Choosing the Right chunk_time_interval for Your Workload

#architecture #database #performance #postgres

If there is one TimescaleDB configuration that deserves more attention than it gets, it is chunk_time_interval. This single parameter controls how much time each chunk covers, which cascades into chunk count, chunk size, query planning time, compression granularity, and retention resolution. The default is 7 days, and for most production workloads, it is the wrong value.

Why the Interval Matters So Much

Every chunk in a TimescaleDB hypertable is a separate PostgreSQL table. This is the mechanism that makes time-range queries fast (through constraint exclusion) and retention instant (dropping a chunk is a metadata operation, not a row-by-row DELETE). But the number and size of these chunks has direct performance consequences.

Too many small chunks (e.g., 1-hour intervals on a low-ingest table): Thousands of tiny tables accumulate. The query planner must evaluate every chunk's CHECK constraint during planning, even for simple queries. Planning overhead grows linearly with chunk count and can exceed hundreds of milliseconds.

Too few large chunks (e.g., 30-day intervals on a high-ingest table): Each chunk contains billions of rows.
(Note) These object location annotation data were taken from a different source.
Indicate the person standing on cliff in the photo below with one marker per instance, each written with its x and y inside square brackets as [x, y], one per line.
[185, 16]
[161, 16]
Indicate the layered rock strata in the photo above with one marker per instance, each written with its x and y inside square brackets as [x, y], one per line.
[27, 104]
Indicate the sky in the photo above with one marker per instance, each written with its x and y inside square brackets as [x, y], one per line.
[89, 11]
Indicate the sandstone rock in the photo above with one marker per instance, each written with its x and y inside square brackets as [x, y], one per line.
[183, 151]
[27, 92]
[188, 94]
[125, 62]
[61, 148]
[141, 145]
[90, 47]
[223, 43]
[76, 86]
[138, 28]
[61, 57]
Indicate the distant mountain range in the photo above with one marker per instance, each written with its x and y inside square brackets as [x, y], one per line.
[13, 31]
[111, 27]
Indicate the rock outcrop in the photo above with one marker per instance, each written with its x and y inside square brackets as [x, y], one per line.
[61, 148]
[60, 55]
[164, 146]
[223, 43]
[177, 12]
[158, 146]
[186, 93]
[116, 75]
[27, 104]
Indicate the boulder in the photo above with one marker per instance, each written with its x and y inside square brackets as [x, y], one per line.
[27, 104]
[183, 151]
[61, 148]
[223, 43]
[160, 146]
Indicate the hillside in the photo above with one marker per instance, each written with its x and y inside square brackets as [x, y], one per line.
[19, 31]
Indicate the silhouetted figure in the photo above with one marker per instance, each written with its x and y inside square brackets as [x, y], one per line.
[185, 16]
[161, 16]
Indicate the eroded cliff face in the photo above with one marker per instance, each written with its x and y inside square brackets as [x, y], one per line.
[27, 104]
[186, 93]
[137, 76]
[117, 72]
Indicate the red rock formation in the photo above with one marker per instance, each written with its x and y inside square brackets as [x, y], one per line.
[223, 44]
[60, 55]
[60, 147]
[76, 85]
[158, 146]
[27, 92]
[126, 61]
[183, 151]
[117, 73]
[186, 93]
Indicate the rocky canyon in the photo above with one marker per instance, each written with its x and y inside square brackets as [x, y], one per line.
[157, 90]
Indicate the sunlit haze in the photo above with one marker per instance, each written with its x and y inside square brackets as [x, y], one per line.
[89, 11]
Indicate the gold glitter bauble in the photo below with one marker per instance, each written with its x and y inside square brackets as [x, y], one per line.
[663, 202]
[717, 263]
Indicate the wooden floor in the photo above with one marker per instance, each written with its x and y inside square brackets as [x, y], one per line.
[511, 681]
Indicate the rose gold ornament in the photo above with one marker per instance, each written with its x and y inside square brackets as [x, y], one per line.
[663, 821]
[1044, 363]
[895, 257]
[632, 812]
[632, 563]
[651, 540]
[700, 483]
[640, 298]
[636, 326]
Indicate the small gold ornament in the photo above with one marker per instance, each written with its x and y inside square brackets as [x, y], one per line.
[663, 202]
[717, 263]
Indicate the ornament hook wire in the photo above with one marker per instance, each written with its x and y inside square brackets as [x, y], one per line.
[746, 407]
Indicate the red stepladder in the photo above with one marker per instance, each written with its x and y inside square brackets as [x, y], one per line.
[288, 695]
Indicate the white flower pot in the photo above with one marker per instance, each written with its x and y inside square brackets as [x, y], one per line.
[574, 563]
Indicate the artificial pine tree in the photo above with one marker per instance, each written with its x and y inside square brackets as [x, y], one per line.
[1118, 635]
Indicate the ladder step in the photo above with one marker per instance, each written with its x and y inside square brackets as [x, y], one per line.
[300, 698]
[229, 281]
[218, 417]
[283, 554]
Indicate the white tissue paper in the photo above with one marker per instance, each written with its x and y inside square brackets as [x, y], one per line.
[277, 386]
Compression and decompression operations take much longer. Retention can only drop data in 30-day blocks. Memory pressure increases because each chunk must fit in work_mem during operations.

The Sizing Formula

TimescaleDB's documentation recommends targeting approximately 25 million rows per chunk. This size provides enough data for effective compression while keeping individual chunks manageable.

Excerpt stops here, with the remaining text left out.